Anderson never admitted to himself the possibility of his dreams coming true. While his self-respect never wavered, while he viewed himself with no unworthy disparagement, he still saw himself as he was: verging towards middle age, unsuccessful according to the standard of the world. He was one of those inglorious failures, a man who has failed to follow out his chosen course of life. He was one who had turned back, overcome confessedly by odds. He told himself proudly and simply that his earning of money was, to one simple and honest end—the prolonging of existence on the earth for the good of one's fellow-beings, and one's own growth; that he was attaining that end more completely in his little grocery store than he had ever done in his law-office. Yet always he saw himself, in a measure, as others saw him, and the humility of his position in the eyes of the world asserted itself. While he felt not the slightest bend in the erectness of his own soul because of it, while it even amused him, he never forgot the supercilious courtesy of the girls' father towards him. He recognized, even while feeling himself on superior heights, the downward vision of the man who robbed him. It was true that he paid scorn for scorn, but he was forced to take as well as give.
He also was not in the slightest doubt as to Charlotte's own attitude towards him. He understood to the full the signification of the word grocer for her. He was, to her mind, hardly a man at all, rather a mechanical dispenser of butter and eggs for the needs of a superior race. But he understood also the childish innocence and involuntariness of this view of hers. He recognized even the ludicrousness of the situation which perverted tragedy to comedy, almost Cyrano fashion. He compared himself to Cyrano.
“As well consider the possibility of marriage with a girl of her training, even although it is on a false basis, with a monstrosity of nose on my face, as with the legend of retail grocery across my scutcheon,” he told himself. He even laughed over it.
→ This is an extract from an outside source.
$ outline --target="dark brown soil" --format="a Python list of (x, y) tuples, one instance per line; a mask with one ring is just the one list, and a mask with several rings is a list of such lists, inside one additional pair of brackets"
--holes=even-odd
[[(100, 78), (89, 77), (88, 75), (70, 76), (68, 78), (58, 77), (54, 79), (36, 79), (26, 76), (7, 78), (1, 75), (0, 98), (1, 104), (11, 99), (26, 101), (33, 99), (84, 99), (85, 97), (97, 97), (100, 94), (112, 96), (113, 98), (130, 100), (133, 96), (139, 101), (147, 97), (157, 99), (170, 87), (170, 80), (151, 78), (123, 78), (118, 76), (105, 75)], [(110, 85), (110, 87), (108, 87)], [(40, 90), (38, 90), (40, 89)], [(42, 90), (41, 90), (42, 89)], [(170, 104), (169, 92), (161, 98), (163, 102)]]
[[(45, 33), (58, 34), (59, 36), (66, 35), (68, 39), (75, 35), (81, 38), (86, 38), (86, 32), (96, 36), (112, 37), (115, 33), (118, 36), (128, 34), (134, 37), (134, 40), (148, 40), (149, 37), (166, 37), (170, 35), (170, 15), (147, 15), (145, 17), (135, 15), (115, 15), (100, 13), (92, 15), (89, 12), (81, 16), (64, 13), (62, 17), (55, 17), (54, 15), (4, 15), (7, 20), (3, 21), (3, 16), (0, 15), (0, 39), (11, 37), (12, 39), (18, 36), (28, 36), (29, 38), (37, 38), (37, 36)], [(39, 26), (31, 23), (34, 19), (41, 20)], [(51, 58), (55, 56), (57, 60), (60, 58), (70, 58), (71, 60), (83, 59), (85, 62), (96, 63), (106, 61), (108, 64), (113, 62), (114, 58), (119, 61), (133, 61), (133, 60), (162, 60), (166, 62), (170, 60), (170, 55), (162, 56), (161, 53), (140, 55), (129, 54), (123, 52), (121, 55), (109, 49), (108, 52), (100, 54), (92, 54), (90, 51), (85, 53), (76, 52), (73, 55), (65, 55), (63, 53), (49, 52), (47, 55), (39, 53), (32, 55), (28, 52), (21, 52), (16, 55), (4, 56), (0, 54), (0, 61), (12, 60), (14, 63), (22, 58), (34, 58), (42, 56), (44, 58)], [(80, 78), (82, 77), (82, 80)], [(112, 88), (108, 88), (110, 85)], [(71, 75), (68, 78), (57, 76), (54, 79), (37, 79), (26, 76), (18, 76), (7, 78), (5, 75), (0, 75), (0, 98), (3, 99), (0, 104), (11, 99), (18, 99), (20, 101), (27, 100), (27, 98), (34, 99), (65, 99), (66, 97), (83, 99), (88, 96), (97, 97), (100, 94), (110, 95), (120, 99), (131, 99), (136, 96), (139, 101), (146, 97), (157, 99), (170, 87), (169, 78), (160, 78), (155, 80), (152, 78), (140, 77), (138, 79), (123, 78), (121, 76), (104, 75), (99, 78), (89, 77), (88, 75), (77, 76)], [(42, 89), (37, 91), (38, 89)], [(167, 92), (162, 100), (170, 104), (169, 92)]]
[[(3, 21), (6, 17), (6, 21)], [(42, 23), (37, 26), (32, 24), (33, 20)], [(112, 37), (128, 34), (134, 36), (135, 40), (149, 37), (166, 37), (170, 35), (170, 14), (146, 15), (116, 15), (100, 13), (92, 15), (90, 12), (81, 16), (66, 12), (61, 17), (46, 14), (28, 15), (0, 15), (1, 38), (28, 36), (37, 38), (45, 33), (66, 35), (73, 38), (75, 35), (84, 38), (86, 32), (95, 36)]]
Therefore, being of a turn of mind which can rear for itself airy towers of delight over the values of insufficiency of life, and having an access of spirituality which enabled him to get a certain reality from them, he dreamed on, and let his new love irradiate his own life, like a man carrying a lantern on a dark path. There are those that are born to sunlit paths, and there are those whom a beneficient Providence has supplied with lanterns of compensation, and the latter are not always the unhappier nor the less progressive. Never admitting to himself the possibility of the actual presence of the girl in the house as his wife, he yet peopled the rooms with her. He rose up in spirit before her entering a door. There were especial nooks wherein his fancy could project her with such illusion that his heart would leap as if at the actual sight of her. In particular was there one window in the sitting-room which, being in a little projection of the house, overlooked a special little view of its own. From this window between the folds of the muslin curtains could be seen a file of blooming hollyhocks. Behind them a grassy expanse arose with a long ascent, and the rosette—like blossoms of pink and pale-gold, with gray-green bosses of leaves, lay against the green field like the design on a shield.